CVE-2025-59530: 
Syncthing vulnerability analysis and mitigation

CVE-2025-59530 affects quic-go, an implementation of the QUIC protocol in Go. The vulnerability was discovered on October 10, 2025, affecting versions prior to 0.49.0, 0.54.1, and 0.55.0. A misbehaving or malicious server can trigger an assertion failure in a quic-go client during the handshake phase, leading to a process crash (GitHub Advisory, NVD).

The vulnerability exists in the QUIC handshake process, which normally uses three sets of keys: Initial keys, Handshake keys, and 1-RTT keys. The issue occurs when a server prematurely sends a HANDSHAKE_DONE frame before completing the handshake, causing Handshake keys to be dropped before Initial keys. This triggers an assertion that no packets should be queued after handshake completion. The vulnerability has a CVSS v3.1 base score of 7.5 (High) with vector AV:N/AC:L/PR:N/UI:N/S:U/C:N/I:N/A:H (GitHub Advisory).

The vulnerability enables a denial-of-service (DoS) attack on quic-go clients by causing process crashes. This requires no authentication and can be exploited during the handshake phase. The issue has been observed in the wild with certain server implementations, including Solana's Firedancer QUIC (GitHub Advisory).

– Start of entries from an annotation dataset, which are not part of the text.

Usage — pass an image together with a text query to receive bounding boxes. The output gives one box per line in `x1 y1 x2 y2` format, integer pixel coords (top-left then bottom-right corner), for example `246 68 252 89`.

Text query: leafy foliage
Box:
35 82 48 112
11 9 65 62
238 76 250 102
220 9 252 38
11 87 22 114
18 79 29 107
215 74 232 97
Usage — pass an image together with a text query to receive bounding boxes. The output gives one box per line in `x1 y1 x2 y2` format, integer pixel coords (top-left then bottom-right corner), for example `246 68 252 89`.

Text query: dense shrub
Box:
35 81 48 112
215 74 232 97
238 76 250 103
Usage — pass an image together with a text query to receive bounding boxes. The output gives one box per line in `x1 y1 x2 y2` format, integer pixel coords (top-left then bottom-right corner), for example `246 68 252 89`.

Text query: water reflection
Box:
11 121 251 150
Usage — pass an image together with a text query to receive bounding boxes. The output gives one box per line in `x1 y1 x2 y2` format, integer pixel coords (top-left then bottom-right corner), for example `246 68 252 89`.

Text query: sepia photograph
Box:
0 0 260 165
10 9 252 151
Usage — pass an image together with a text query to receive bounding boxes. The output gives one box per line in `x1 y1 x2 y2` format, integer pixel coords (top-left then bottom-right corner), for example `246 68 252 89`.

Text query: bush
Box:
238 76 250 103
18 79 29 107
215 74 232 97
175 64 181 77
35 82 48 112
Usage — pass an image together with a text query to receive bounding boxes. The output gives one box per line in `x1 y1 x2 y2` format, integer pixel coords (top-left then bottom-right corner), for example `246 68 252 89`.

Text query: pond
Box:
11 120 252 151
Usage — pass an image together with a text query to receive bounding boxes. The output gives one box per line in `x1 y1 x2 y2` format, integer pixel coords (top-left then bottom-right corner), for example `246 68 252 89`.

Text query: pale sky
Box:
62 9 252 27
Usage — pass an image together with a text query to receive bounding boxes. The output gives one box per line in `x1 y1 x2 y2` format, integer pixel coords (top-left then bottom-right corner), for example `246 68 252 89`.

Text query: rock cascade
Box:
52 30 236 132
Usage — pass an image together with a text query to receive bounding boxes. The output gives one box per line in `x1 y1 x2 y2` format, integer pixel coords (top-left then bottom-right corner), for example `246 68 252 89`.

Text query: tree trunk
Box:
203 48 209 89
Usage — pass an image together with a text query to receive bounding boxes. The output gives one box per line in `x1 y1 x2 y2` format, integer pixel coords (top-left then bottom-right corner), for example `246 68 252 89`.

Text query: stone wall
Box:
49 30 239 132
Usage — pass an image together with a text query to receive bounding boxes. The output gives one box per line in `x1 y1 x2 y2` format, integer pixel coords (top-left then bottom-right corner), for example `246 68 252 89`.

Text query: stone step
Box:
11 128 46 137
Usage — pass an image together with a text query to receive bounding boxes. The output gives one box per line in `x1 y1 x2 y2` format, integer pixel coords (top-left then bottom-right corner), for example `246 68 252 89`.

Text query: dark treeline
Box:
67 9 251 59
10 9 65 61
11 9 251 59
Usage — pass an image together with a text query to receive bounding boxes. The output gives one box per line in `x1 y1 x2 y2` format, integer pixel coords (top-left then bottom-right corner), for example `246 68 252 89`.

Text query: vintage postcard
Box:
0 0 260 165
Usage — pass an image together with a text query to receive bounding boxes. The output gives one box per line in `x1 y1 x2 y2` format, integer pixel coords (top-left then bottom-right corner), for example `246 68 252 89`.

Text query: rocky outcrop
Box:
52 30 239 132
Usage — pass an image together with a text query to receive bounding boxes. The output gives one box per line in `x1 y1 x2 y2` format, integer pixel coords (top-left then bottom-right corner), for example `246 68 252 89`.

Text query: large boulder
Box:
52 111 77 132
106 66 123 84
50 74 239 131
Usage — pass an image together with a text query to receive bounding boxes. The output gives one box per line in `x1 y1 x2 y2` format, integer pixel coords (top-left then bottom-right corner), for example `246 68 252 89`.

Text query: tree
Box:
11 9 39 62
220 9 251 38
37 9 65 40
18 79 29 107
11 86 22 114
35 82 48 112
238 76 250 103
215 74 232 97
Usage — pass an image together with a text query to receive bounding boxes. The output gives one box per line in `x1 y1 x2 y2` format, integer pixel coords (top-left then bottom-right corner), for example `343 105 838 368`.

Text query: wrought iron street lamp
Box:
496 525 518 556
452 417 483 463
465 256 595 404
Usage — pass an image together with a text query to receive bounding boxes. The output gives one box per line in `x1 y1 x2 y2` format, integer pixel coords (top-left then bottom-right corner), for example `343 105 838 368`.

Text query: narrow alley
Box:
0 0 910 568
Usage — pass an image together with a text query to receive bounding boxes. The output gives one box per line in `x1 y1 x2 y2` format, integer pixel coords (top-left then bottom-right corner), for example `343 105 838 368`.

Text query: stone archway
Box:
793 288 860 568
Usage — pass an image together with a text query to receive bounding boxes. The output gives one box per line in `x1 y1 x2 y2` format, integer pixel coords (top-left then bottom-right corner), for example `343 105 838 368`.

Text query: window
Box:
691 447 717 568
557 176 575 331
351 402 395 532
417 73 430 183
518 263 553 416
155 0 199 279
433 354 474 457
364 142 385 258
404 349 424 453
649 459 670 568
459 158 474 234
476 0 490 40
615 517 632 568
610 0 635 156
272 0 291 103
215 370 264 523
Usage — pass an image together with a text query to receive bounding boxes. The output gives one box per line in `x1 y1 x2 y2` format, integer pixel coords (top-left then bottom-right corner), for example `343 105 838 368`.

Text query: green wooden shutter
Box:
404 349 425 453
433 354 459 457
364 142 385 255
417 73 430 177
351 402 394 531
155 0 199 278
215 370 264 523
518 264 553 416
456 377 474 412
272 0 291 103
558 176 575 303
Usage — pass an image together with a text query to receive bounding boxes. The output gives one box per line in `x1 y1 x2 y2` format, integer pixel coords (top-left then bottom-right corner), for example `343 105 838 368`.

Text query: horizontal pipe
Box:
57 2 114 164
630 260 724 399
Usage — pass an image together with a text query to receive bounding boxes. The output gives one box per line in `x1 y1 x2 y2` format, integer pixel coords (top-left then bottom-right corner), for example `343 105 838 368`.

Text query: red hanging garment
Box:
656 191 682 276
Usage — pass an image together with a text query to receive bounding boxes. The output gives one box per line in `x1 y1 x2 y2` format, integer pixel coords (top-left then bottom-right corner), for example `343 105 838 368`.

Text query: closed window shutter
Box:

The vulnerability has been fixed in versions 0.49.1, 0.54.1, and 0.55.0. The fix involves discarding Initial keys when receiving a HANDSHAKE_DONE frame, thereby correctly handling premature HANDSHAKE_DONE frames. Users are recommended to upgrade to the latest patched version in their respective maintenance branch or to v0.55.0 or later (GitHub Advisory).